No último mês, o grupo foi premiado com a música “Insurreição”, até então inédita, no VI Festival Multiarte Firmino Rocha, em Itabuna, na categoria melhor banda. Longe de reducionismos, para bem longe dos enquadramentos dos rótulos e determinações, de caracterização do som que exercem, a banda grapiúna vem produzindo uma música independente entre amigos, família e amor ao que faz, tendo se originado nessa forma. Flutuam em sentidos que mesclam entre o ijexá, o maracatu, blues, reggae, queto, funk, samba-rock, rock, música eletrônica, e arranjos híbridos que somam diversas influências, ao mesmo tempo em que produzem unitariamente numa linha própria desde 2008.
Veja o vídeo:
“É isso, a gente vai sintetizar na arte da gente aqui, o que a gente gosta, o que a gente vive, respira, que nos alimenta. A gente se alimenta de música, a gente gosta de som, a gente não é purista, não”, explica Brisa Azis, mostrando também como a influência e a afinidade musical dos demais integrantes da banda - que soma-se também à guitarra de João Solari, o baixo de Marcelo Weber e à voz de Laísa Eça – vão ser decisivas no processo de composição, que geralmente parte da poesia de Mither Amorim, dos arranjos e linhas de baixo que se seguem. A inserção da música eletrônica chega na Manuzá com as experimentações do Dj Danley Dantas, com as nuances das suas inovações variáveis sutis. 

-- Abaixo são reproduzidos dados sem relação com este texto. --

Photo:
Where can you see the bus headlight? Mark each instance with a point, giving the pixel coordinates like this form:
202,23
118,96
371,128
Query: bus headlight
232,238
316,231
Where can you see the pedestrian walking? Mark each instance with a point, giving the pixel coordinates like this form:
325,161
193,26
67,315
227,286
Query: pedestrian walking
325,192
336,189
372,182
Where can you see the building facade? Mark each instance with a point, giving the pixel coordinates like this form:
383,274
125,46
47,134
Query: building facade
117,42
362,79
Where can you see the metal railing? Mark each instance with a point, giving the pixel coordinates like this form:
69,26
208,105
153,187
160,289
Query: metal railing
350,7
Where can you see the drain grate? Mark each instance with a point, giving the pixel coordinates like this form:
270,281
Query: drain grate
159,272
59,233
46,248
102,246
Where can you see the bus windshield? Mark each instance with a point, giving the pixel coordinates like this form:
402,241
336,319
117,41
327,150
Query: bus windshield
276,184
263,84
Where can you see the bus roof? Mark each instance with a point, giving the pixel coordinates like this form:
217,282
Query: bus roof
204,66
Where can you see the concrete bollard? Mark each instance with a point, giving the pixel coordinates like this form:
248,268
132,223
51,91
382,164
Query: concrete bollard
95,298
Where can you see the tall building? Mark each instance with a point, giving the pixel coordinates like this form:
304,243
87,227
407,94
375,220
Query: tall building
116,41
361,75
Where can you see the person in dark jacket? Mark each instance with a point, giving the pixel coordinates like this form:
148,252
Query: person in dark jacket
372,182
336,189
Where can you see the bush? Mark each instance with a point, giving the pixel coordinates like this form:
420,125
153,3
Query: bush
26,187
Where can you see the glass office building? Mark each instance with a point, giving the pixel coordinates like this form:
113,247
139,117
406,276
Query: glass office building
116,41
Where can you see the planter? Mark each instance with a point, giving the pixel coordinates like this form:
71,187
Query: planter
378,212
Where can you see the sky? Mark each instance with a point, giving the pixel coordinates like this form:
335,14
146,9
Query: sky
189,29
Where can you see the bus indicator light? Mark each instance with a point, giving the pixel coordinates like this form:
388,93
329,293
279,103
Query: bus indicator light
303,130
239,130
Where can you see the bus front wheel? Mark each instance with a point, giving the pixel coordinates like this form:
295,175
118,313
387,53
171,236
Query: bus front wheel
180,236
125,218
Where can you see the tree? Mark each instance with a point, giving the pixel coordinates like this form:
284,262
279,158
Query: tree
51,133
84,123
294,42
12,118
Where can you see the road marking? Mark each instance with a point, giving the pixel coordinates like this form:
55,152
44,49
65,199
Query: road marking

“Mas é aquela coisa, querendo ou não, a gente é música, a gente gosta de música. Então a gente vai pelo o que a música pede. Por exemplo, como é que se dá a escolha dos poemas? Altamente instintivo. A gente está fazendo um som aqui, está ensaiando, e dá aquela vontade de falar... Por que eu particularmente gosto de poesia, Mither também escreve umas coisas bem bacanas, e a gente está aqui na internet lendo poesia, ‘ô que poema lindo, que delícia, que beleza, guarda ali’, daqui a pouco aí tô ali no meio do som, a vontade de dizer, aquilo vai lhe tomando né?, toma a gente mesmo, e a vontade de verbalizar aquilo sai”, reflete a cantora.


Exercer a arte tem sido como voltar à infância, como se a vida adulta pudesse ser vivenciada por momentos em que você volta a uma vida infantil, no sentido de prazeroso da palavra. “Me divirto falar: ‘Vai ter ensaio? Obaaa!’, parece criança, parece assim, ‘a fora é minha, no baba’, ‘vai rolar o baba’, é o meu baba. Música, fazer som, é o meu baba. E eu gosto, eu gosto de verdade. Vou estar coroa fazendo o som”, entre risadas desponta Azis. Amorim completa, “é ‘distraído venceremos’”.
O entusiasmo artístico não esmorece mesmo frente aos reduzidos espaços de apresentação, que insistentemente ainda permanecem escassos para a rotatividade musical que muitas bandas regionais poderiam estar explorando. “A verdade é que a gente está sem casa em Itabuna, a gente não tem lugar para tocar na nossa cidade”, sente a cantora.
Para Mither Amorim, talvez o que falta é comprometimento das pessoas que têm condições, a algum tempo, de abrir espaços para os artistas e produtores culturais daqui. “Quer dizer, não é por que não sabe, a gente está dialogando sempre, a gente está sempre nas ruas... É uma região em que as pessoas se vêem, não é uma megalópole e nem é isolado. Então a gente está sabendo que está rolando, mas está faltando o comprometimento de chegar junto. Eu sinto muito a falta dessas pessoas chegarem, ‘vamos fazer, pra gente crescer a região mais e mais’”.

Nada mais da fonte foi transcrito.